Coaching focuses on how to move forward: building skills, clarity, and confidence aligned with a young person’s values and strengths.


Coaching in Action: Following the Journey

One of the things I love most about coaching is walking alongside my clients through whatever unfolds.

 

One young adult client came to me after moving to a new city for work. She was feeling lonely and unsure how to build friendships in a place where she didn’t know anyone. Together, we worked on setting small, manageable goals around social connection and stepping outside her comfort zone.

 

As her confidence grew, she also began thinking about her career goals for the year.
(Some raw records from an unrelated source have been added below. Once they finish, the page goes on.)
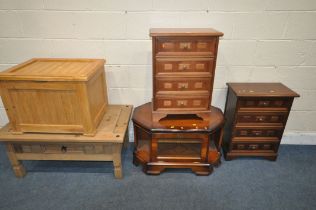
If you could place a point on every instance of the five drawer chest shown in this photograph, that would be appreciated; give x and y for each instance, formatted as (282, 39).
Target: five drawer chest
(256, 115)
(184, 62)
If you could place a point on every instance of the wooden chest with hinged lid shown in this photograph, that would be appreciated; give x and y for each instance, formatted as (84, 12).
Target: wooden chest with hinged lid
(55, 95)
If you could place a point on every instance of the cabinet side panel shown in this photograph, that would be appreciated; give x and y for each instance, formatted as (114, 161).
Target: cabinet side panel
(230, 110)
(97, 93)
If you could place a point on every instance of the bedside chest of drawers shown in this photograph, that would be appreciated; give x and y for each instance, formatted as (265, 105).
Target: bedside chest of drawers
(256, 115)
(184, 62)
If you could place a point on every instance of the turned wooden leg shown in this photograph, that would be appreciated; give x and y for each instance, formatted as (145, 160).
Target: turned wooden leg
(17, 166)
(117, 162)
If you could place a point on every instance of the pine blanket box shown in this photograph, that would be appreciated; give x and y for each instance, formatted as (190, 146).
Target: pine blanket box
(50, 95)
(106, 145)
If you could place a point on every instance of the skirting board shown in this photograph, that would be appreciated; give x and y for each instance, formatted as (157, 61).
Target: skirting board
(303, 138)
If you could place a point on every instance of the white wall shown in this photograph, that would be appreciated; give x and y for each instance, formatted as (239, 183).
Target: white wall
(264, 41)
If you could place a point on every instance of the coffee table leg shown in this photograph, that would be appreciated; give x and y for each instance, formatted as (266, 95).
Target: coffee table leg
(117, 162)
(17, 166)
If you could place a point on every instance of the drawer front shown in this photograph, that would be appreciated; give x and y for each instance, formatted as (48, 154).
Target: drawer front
(182, 103)
(264, 103)
(184, 44)
(257, 132)
(183, 84)
(63, 148)
(261, 117)
(250, 146)
(168, 65)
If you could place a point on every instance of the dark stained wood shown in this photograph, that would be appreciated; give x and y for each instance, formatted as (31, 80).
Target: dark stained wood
(184, 62)
(184, 32)
(256, 116)
(177, 141)
(261, 90)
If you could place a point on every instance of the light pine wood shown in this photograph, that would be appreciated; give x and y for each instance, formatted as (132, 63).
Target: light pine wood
(17, 166)
(55, 95)
(106, 145)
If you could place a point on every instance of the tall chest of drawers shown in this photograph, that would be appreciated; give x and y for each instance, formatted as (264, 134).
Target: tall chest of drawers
(184, 62)
(256, 115)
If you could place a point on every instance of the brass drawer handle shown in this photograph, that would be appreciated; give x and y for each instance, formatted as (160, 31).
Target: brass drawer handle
(183, 87)
(184, 67)
(260, 119)
(257, 133)
(63, 149)
(253, 146)
(185, 45)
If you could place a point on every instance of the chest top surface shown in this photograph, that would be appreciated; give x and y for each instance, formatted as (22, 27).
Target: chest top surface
(50, 69)
(184, 32)
(261, 90)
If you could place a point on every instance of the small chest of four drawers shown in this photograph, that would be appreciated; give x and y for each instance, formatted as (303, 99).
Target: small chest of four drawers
(256, 115)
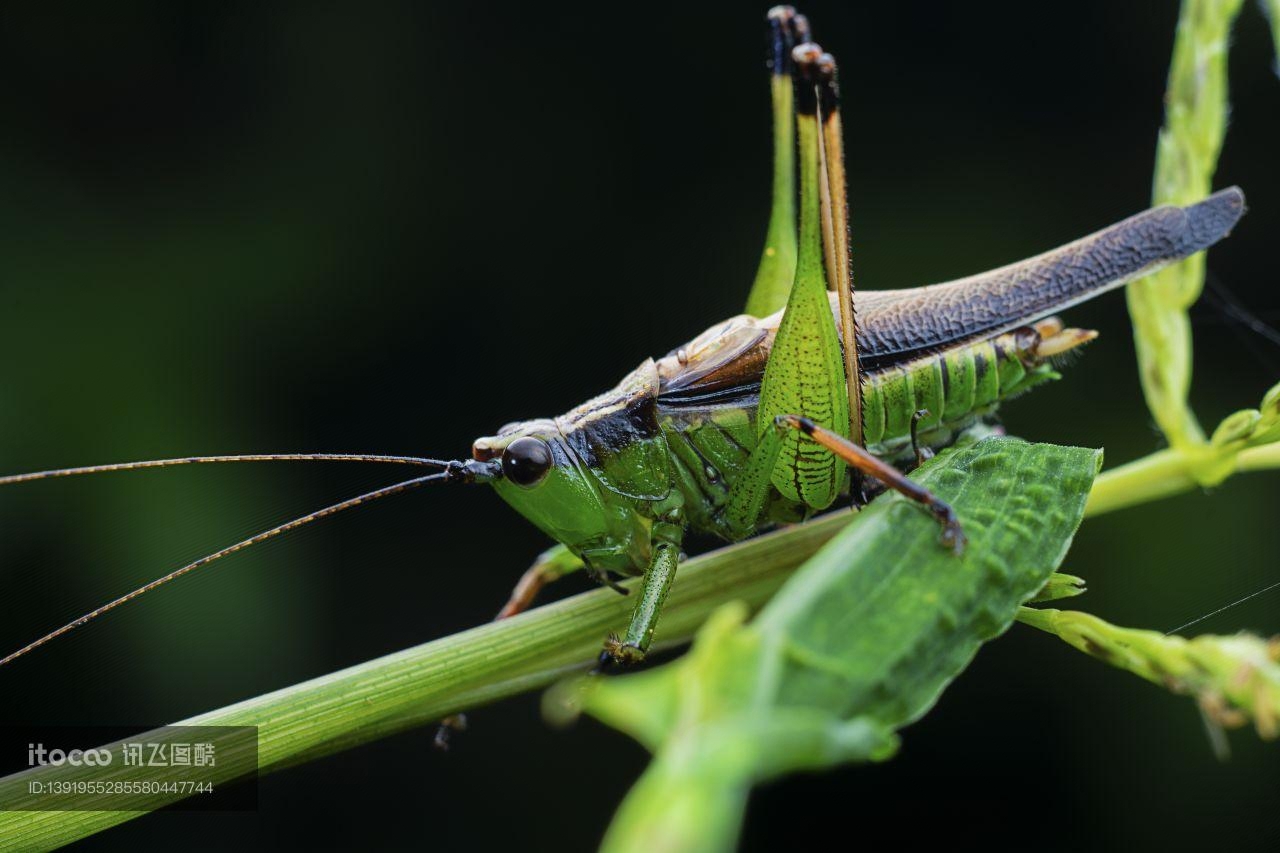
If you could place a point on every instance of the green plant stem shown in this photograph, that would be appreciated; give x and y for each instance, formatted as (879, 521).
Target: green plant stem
(1165, 473)
(421, 684)
(1185, 160)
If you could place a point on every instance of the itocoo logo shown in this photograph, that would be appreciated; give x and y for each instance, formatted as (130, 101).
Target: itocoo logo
(37, 755)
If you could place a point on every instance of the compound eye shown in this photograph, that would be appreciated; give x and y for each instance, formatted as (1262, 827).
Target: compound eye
(526, 461)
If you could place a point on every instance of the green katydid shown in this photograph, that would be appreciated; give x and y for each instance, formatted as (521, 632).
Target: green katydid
(760, 419)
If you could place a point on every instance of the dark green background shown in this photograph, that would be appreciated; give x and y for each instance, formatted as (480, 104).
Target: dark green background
(394, 229)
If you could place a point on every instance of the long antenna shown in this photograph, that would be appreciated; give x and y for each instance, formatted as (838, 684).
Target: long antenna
(204, 460)
(398, 488)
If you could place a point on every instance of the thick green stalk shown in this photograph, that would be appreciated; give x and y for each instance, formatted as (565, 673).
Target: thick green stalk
(1235, 679)
(411, 688)
(1185, 159)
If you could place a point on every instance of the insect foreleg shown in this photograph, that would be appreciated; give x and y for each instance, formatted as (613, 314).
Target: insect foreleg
(549, 566)
(666, 537)
(859, 459)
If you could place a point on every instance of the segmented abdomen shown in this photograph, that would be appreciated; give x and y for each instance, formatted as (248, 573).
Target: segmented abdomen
(955, 386)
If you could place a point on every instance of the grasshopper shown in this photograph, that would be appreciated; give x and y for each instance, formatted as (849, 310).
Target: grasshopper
(780, 413)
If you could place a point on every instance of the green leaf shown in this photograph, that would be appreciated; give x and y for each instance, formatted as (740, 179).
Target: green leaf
(862, 641)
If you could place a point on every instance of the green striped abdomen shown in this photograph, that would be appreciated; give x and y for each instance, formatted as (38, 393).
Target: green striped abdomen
(956, 386)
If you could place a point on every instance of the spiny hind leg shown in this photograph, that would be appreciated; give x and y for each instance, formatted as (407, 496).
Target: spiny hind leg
(860, 460)
(549, 566)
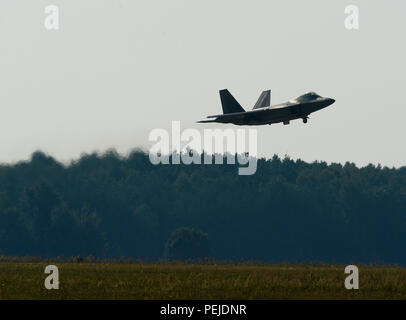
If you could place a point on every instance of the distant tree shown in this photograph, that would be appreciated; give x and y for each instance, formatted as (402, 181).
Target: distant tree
(187, 244)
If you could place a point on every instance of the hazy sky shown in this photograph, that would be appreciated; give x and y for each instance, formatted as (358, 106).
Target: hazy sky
(118, 68)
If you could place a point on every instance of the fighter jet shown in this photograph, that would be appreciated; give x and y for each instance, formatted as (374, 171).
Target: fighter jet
(264, 113)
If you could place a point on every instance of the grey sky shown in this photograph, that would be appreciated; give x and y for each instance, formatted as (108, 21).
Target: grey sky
(117, 69)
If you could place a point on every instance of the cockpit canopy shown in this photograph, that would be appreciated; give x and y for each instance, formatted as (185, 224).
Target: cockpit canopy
(308, 96)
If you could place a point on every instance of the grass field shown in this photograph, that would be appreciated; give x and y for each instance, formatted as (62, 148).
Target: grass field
(20, 280)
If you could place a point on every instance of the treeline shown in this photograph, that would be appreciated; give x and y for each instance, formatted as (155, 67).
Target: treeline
(106, 205)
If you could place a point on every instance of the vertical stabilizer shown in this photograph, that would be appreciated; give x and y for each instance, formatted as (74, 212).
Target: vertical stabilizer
(264, 100)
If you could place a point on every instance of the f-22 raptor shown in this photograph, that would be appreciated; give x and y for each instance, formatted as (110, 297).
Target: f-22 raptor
(264, 113)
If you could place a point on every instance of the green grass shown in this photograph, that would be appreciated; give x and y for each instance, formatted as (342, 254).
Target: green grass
(19, 280)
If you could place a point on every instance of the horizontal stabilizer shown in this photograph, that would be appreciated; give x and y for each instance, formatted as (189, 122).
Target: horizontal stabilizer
(264, 100)
(228, 102)
(206, 121)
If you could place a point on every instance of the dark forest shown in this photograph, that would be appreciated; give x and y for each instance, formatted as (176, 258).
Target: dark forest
(107, 205)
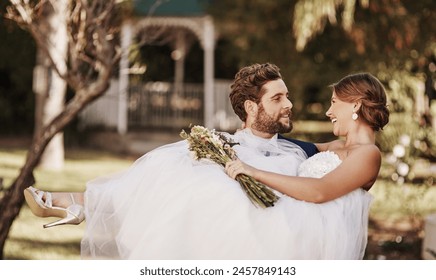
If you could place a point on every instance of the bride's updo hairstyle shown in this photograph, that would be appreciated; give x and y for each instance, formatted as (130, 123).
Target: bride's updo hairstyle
(367, 89)
(248, 85)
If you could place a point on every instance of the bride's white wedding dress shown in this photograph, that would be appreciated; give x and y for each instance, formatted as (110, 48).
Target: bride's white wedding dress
(170, 206)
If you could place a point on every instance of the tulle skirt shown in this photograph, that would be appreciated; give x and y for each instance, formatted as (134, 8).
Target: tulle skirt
(170, 206)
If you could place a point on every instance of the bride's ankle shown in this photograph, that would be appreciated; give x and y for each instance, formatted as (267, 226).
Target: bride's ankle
(64, 199)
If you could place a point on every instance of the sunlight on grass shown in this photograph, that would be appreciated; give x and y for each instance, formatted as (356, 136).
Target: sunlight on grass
(394, 201)
(27, 238)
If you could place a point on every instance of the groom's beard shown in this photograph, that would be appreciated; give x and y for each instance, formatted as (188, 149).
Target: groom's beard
(266, 123)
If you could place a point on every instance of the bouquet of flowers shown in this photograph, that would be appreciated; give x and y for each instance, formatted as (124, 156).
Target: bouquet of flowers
(209, 144)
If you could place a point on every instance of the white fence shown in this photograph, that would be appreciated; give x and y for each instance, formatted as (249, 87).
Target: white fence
(161, 105)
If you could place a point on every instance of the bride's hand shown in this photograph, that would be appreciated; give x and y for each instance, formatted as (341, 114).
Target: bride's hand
(236, 167)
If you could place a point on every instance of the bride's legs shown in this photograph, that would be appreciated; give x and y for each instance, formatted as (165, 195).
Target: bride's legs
(67, 205)
(63, 199)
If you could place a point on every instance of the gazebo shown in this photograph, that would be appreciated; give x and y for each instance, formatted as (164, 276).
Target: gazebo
(174, 23)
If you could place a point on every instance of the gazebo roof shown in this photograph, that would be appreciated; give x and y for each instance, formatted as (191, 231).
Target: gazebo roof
(171, 7)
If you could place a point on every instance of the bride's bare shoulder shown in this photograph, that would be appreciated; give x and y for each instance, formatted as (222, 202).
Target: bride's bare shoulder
(329, 146)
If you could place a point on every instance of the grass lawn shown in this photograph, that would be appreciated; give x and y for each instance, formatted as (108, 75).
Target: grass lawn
(396, 218)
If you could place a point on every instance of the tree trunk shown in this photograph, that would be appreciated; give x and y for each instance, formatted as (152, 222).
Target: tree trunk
(11, 202)
(49, 87)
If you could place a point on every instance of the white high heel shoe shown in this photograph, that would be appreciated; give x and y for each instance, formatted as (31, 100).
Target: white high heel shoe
(73, 214)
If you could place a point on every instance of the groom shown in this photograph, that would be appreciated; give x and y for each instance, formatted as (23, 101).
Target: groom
(259, 97)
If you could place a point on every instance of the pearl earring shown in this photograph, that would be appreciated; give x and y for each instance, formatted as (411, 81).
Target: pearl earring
(354, 116)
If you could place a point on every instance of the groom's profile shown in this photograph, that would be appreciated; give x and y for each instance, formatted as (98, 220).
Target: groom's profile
(259, 98)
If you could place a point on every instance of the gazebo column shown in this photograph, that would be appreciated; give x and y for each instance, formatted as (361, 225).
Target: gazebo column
(126, 40)
(209, 49)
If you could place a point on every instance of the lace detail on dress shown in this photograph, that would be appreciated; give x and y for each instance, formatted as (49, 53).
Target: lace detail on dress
(319, 165)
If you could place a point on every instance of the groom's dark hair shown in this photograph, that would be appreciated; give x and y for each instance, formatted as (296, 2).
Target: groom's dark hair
(248, 85)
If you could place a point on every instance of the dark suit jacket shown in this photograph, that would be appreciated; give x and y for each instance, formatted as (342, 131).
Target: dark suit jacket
(308, 147)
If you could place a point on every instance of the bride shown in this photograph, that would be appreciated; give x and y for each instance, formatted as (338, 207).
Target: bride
(170, 206)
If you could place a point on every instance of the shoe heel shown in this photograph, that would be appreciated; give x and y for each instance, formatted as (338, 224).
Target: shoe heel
(74, 217)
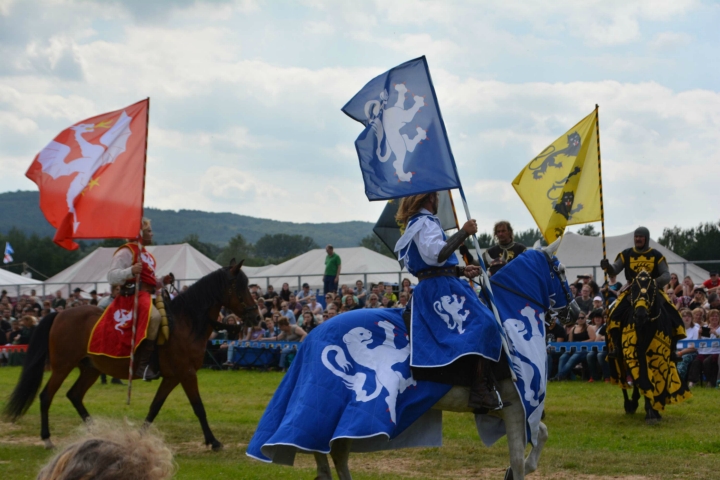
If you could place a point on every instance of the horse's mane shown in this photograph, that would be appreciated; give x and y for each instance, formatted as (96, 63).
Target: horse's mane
(192, 305)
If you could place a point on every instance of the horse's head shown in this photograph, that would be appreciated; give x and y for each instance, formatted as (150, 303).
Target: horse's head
(238, 298)
(562, 303)
(642, 296)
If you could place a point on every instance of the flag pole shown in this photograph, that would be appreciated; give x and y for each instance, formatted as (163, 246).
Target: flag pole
(457, 225)
(488, 288)
(602, 207)
(137, 277)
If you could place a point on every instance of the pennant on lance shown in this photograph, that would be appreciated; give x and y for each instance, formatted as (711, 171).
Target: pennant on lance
(8, 253)
(91, 176)
(561, 186)
(403, 149)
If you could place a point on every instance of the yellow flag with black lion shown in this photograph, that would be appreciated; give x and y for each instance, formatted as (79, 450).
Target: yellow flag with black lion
(561, 185)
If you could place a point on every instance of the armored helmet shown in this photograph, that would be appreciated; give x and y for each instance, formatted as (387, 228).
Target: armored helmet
(643, 232)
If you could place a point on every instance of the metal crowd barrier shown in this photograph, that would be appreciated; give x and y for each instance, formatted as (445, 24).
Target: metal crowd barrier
(600, 346)
(257, 344)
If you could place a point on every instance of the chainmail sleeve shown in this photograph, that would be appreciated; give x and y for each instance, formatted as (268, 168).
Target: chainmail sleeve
(452, 244)
(121, 267)
(616, 267)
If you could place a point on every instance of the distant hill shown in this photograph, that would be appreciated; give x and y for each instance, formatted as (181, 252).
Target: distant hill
(21, 210)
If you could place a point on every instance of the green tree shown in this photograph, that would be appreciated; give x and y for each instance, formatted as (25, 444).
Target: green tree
(237, 248)
(372, 242)
(40, 253)
(280, 247)
(588, 230)
(699, 243)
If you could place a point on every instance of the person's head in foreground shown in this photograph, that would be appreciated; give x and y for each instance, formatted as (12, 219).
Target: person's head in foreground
(112, 452)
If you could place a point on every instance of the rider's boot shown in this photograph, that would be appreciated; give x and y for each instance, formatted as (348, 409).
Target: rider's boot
(484, 395)
(143, 356)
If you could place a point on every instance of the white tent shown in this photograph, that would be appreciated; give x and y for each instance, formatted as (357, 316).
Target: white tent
(358, 263)
(90, 273)
(15, 283)
(582, 255)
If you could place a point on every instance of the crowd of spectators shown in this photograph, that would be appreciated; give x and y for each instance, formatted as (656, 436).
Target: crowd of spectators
(288, 316)
(699, 307)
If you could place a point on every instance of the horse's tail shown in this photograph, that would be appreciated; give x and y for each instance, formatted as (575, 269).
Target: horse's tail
(32, 372)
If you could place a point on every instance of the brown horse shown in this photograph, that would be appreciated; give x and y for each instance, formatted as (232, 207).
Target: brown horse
(65, 336)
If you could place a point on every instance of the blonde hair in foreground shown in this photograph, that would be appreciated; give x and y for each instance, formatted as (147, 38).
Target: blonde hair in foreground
(112, 451)
(409, 206)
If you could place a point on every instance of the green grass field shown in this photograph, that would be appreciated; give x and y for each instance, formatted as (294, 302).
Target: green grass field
(590, 436)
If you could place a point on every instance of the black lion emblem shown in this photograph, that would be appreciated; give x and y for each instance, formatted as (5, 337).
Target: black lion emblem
(564, 206)
(548, 157)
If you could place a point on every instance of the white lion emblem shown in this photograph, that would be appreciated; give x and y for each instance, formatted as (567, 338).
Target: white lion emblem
(122, 317)
(380, 359)
(449, 310)
(147, 258)
(393, 119)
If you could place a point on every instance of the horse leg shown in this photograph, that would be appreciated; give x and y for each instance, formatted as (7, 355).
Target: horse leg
(533, 457)
(189, 384)
(515, 429)
(324, 472)
(88, 376)
(652, 416)
(166, 386)
(340, 453)
(631, 405)
(54, 383)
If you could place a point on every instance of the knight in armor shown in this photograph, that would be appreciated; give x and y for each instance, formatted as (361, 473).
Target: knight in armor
(447, 320)
(128, 261)
(633, 260)
(505, 248)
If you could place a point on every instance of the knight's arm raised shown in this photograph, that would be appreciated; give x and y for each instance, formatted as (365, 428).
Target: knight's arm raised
(615, 268)
(121, 267)
(452, 244)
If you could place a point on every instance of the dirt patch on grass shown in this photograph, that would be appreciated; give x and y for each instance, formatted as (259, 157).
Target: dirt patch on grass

She decided to apply for a new job that felt exciting, but intimidating. She went through the interview process, didn’t get the offer, and came back to coaching feeling discouraged.

 

Instead of stopping there, we used that experience as a learning moment, building skills around coping with disappointment, reframing setbacks, and identifying next steps. She left those sessions with more resilience, clarity, and confidence than she had before.

 

That’s coaching: supporting goal-setting, skill-building, and real-life navigation, no matter what happens along the way.